La guerra finalmente estaba entrando en la fase final, donde los líderes mundiales iban a tomar el control. O al menos eso es lo que los líderes de Velcria pensaban. Pero… En el otro lado, algo completamente fuera de sus expectativas estaba ocurriendo.

…

«Espera… Si él dijo que el líder enemigo estaba con ellos, ¿a dónde fue?» —Thyra preguntó con el ceño fruncido, y mientras el resto de las mujeres fruncían el ceño en confusión, no lograron notar a un ser sombrío entrando en la sombra de Ámbar.

Al principio, Ámbar no pudo reaccionar. Sin embargo, pronto su expresión cambió.

«¿Oh? ¿Me sentiste?» —escuchó una voz escalofriante en su cabeza.

Ámbar frunció el ceño, pero luego decidió responder.

«No fue difícil». —Se encogió de hombros.

«Como esperaba, eres excepcional». —La voz escalofriante asintió.

«Ustedes chicas son un grupo bastante extraño. Han causado mucho más daño del que esperábamos. Especialmente tú».

«Sí, esta es la primera vez que oigo eso» —Ámbar asintió casualmente.

«Pareces un poco demasiado tranquila. ¿Sabes quién soy?» —la voz escalofriante preguntó en un tono curioso.

«Kaelith Morvaine».

«Entonces me conoces. ¿Cómo estás tan tranquila, entonces? Tengo curiosidad».

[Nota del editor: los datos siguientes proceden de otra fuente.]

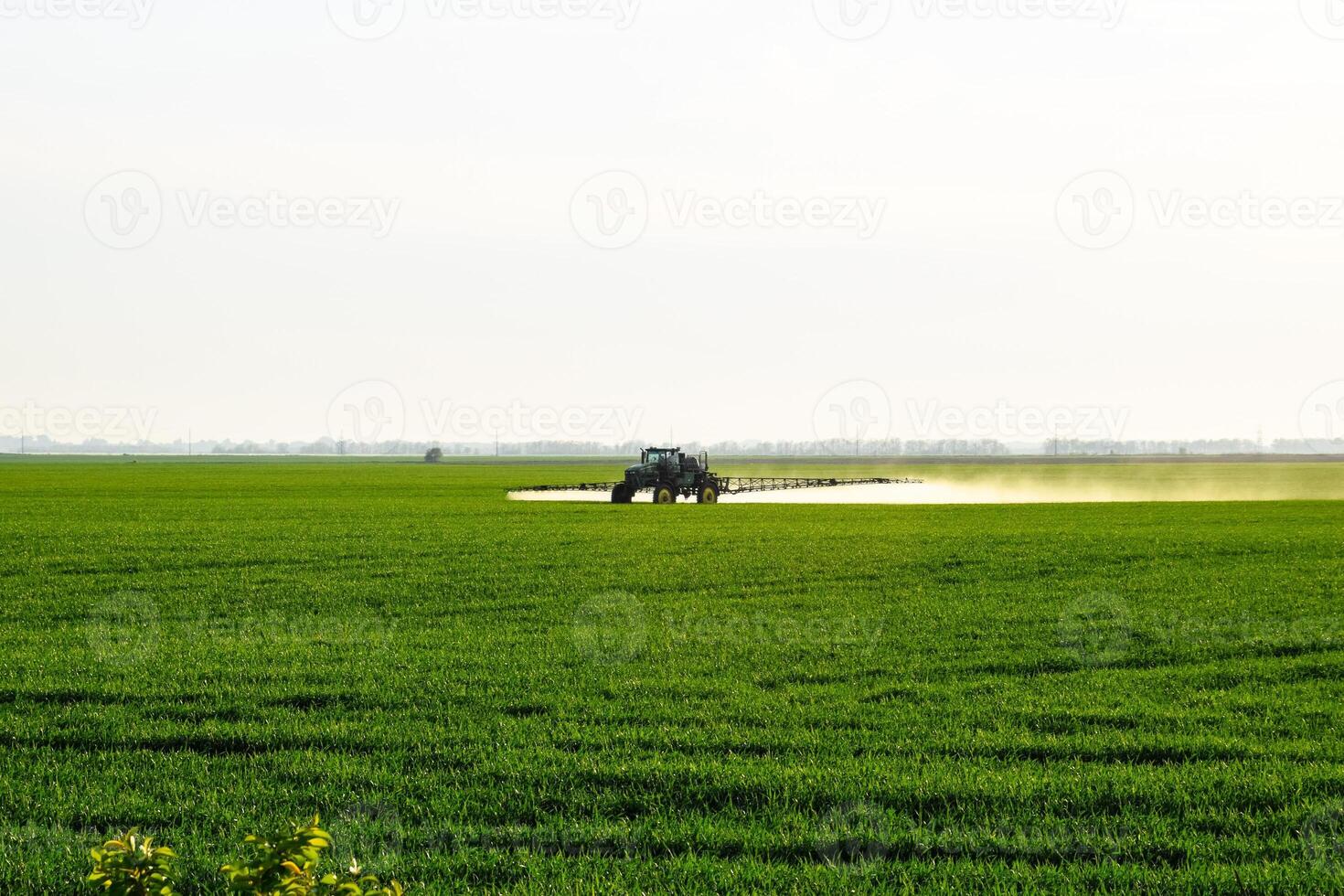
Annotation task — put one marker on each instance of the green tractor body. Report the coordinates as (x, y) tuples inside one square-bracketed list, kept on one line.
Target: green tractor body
[(669, 473)]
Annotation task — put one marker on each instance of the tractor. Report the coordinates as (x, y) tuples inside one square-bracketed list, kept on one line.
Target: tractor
[(669, 473)]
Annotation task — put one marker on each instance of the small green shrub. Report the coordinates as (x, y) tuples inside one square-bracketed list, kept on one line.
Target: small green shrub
[(281, 864), (285, 864), (132, 865)]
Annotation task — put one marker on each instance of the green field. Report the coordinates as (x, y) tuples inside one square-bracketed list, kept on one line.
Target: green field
[(489, 695)]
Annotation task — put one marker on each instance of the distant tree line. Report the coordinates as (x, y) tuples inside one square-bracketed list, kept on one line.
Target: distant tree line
[(886, 448)]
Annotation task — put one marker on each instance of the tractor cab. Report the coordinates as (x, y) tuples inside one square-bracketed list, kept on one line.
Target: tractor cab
[(671, 473)]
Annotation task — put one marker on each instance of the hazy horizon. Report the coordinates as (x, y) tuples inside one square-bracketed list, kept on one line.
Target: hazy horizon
[(814, 220)]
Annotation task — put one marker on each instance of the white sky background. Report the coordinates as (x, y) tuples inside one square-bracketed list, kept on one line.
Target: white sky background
[(484, 294)]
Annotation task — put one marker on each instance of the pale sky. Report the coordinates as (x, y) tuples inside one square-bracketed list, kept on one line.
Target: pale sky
[(906, 215)]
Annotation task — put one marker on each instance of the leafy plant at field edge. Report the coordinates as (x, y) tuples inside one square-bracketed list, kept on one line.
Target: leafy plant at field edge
[(132, 865), (285, 864)]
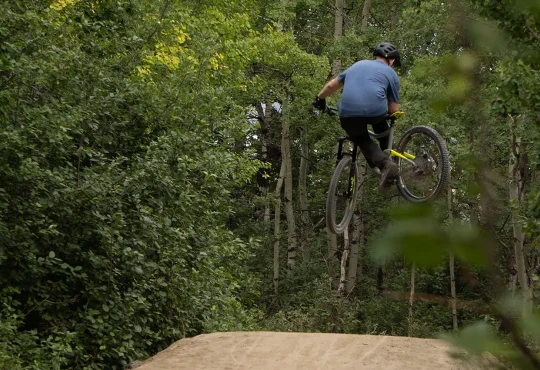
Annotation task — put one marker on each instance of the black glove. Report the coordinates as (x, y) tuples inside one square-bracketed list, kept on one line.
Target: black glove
[(319, 103)]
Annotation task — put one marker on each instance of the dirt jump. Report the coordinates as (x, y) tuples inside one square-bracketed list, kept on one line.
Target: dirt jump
[(283, 351)]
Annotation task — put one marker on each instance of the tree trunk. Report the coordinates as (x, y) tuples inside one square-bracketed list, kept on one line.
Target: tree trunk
[(288, 199), (344, 258), (451, 262), (277, 226), (516, 169), (302, 190), (411, 300), (265, 119), (357, 238), (338, 32), (365, 16)]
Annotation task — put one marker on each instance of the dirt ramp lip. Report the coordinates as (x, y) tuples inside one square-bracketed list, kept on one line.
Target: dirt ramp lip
[(314, 351)]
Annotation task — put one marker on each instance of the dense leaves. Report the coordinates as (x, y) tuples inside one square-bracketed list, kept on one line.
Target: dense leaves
[(139, 143)]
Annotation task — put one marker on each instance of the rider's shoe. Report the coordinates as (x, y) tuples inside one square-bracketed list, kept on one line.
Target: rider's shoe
[(389, 171)]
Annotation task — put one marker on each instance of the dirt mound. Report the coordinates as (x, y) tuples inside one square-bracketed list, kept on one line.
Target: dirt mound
[(282, 351)]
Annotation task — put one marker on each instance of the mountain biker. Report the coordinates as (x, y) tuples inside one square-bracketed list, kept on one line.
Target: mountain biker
[(370, 92)]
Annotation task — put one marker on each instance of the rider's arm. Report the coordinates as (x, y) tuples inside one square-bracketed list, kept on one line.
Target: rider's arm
[(330, 88), (392, 107)]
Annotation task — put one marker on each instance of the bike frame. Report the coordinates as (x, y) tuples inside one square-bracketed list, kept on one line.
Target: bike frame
[(390, 133)]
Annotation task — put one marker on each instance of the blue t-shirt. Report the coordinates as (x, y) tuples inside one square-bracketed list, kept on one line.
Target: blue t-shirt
[(368, 85)]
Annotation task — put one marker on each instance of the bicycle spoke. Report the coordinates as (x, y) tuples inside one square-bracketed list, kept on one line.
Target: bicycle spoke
[(422, 178)]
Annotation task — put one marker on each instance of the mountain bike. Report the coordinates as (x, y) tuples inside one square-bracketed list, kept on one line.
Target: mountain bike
[(422, 158)]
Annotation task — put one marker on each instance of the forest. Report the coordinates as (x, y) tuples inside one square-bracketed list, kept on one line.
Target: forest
[(163, 174)]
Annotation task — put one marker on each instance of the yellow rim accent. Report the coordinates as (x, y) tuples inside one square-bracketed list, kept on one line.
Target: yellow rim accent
[(398, 114), (397, 154)]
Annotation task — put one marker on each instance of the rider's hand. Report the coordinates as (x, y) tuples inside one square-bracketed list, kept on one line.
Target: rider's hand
[(319, 103)]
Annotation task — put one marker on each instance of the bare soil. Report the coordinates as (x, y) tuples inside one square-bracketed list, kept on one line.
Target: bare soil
[(283, 351)]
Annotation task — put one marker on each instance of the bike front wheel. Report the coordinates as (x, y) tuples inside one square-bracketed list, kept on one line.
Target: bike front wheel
[(423, 177), (342, 195)]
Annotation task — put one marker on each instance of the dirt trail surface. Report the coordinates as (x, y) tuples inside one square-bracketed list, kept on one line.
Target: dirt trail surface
[(283, 351)]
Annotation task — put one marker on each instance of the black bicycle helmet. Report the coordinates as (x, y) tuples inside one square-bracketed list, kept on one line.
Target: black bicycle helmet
[(387, 51)]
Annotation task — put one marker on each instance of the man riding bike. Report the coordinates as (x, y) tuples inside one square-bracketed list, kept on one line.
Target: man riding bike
[(370, 93)]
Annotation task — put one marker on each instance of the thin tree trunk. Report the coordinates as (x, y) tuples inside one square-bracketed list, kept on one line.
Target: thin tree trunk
[(338, 32), (411, 300), (265, 119), (277, 226), (516, 192), (357, 238), (451, 262), (302, 190), (289, 211), (344, 258), (365, 16)]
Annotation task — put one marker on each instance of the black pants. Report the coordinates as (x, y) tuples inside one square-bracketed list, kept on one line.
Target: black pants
[(357, 129)]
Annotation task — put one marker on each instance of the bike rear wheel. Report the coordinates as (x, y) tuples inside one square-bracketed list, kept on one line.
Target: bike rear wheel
[(342, 195), (425, 179)]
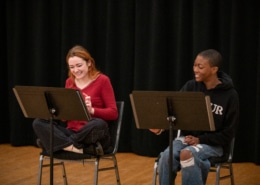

«Ya me habrías matado si quisieras» —Ámbar respondió, y Kaelith se rió a carcajadas.

«Eres realmente diferente del resto. Me gustas».

«Tengo marido».

«Una pena» —Kaelith suspiró.

«¿Por qué estás aquí?» —Ámbar preguntó directamente, sin querer continuar este juego tonto por mucho tiempo.

«Ven a nuestro lado».

«Nos equivocamos—».

«No importa. Te prometo recompensas mucho más ricas de lo que obtendrías de la misión».

«Esto nunca fue sobre la guerra. Si fallamos en la misión, perderemos nuestra tasa de finalización del 100%. No puedo permitir eso, especialmente porque esta es la primera misión que estoy a cargo» —Ámbar negó con la cabeza, y de repente, la voz de Kaelith se volvió fría.

«Es una elección entre tu tasa de finalización y tu vida. Elige sabiamente» —él amenazó.

Ámbar, sin embargo, simplemente se rió a carcajadas mientras negaba con la cabeza.

«¿Ves? Aquí es donde te equivocas. Esto nunca fue sobre mi vida». —En el momento en que Ámbar dijo esas palabras, Kaelith escuchó otra voz.

«No me gusta cuando otros hombres se acercan demasiado a mis esposas. Vete».